Mary Slessor Heritage Project
About MSHP
Mary Slessor Heritage Project
This project is a heritage mission and a tourism undertaking. We aim to recreate the essence of the life of Mary Slessor and to help Akwa Ibom people, Nigerians and visitors from foreign nations alike to relive her experience in the sense both of Tourism and humanitarianism.
Project Background
Mary Slessor Heritage Project leverages on the life and legacies of a Scottish Missionary, Mary Mitchel Slessor of the Church of Scotland, now Presbyterian Church, to Nigeria. She first set her foot in Nigeria in September 1876 and devoted her life to missions, self-sacrificing service and social work in communities that make up present day Akwa Ibom, Cross River, Ebonyi and Abia states.
Mary Slessor was an evangelist, a teacher, an arbitrator, medical aid worker and relentless crusader for the preservation of human life and dignity.
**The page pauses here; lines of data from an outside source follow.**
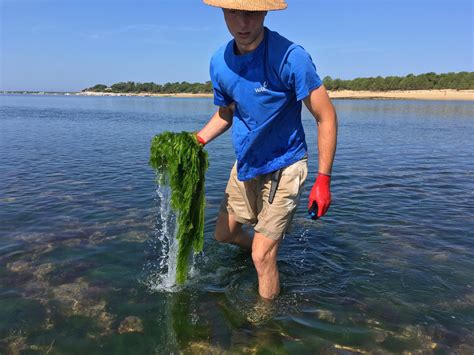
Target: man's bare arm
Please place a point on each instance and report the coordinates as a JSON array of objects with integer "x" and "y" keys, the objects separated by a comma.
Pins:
[
  {"x": 321, "y": 107},
  {"x": 218, "y": 124}
]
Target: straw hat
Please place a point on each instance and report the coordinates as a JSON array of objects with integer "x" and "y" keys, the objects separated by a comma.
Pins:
[{"x": 249, "y": 5}]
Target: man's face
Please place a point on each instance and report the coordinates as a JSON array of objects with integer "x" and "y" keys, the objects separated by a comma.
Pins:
[{"x": 246, "y": 27}]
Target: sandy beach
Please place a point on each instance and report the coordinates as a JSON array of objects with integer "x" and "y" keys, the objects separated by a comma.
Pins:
[{"x": 461, "y": 95}]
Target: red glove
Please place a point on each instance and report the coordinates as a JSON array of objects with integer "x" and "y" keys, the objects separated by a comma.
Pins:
[
  {"x": 320, "y": 196},
  {"x": 200, "y": 140}
]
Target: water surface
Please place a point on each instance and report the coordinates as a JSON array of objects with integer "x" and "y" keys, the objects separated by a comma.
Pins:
[{"x": 388, "y": 270}]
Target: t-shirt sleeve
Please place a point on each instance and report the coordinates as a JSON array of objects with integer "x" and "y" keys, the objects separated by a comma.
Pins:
[
  {"x": 299, "y": 73},
  {"x": 220, "y": 97}
]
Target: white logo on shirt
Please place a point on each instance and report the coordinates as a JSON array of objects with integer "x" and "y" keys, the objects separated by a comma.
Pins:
[{"x": 262, "y": 88}]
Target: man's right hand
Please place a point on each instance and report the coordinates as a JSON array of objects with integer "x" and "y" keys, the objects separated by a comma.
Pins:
[{"x": 200, "y": 139}]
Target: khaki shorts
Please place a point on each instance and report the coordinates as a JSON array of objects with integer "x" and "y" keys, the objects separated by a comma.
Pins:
[{"x": 247, "y": 201}]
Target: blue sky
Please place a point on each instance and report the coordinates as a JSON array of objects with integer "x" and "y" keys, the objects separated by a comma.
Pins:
[{"x": 67, "y": 45}]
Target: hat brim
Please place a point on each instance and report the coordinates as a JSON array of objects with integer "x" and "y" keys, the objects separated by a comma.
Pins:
[{"x": 266, "y": 5}]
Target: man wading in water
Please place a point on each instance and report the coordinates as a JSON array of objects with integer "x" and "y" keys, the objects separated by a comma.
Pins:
[{"x": 260, "y": 79}]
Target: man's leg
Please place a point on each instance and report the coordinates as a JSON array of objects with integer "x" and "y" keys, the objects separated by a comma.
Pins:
[
  {"x": 228, "y": 230},
  {"x": 264, "y": 256}
]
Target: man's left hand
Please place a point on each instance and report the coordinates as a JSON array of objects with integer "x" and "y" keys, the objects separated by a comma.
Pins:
[{"x": 320, "y": 195}]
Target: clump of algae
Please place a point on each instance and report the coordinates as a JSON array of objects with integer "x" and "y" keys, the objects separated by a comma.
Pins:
[{"x": 181, "y": 162}]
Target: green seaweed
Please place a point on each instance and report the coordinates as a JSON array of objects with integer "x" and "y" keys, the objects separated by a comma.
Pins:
[{"x": 181, "y": 162}]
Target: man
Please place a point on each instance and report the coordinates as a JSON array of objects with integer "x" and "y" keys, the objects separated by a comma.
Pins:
[{"x": 259, "y": 80}]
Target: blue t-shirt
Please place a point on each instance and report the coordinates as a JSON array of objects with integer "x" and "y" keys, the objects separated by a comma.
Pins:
[{"x": 267, "y": 86}]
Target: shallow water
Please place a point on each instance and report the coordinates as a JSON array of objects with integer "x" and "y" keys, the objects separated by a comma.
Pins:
[{"x": 81, "y": 239}]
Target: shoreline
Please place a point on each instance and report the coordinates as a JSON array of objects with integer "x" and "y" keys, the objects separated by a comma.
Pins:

She famously stopped the killing of Twins and babies of multiple birth and the banishment of their mothers, the application of poisonous “Esere beans” on people accused of witchcraft, human sacrifice and other obnoxious customs among the Efiks, Ibibios, Igbos and other tribes. For the success of her works, she earned the title “The White Queen of Okoyong”, as she came to be known in Great Britain.
She enjoyed the unreserved friendship and confidence of the people she worked with and has much influence over them. She learnt and spoke their language, sang and wrote with the regions’ dialect fluently. Their food became her delicacies and dressed in their fashion. By sheer faith and courage, she overcame the threat posed by their wildlife. While at her remote station at Use Ikot Oku in present Ibiono Ibom Local Government Area of Akwa Ibom State, she suffered a severe fever and died as a ressult on January 13, 1915. The remote station where she breathed her last has been chosen as the primary site for this project.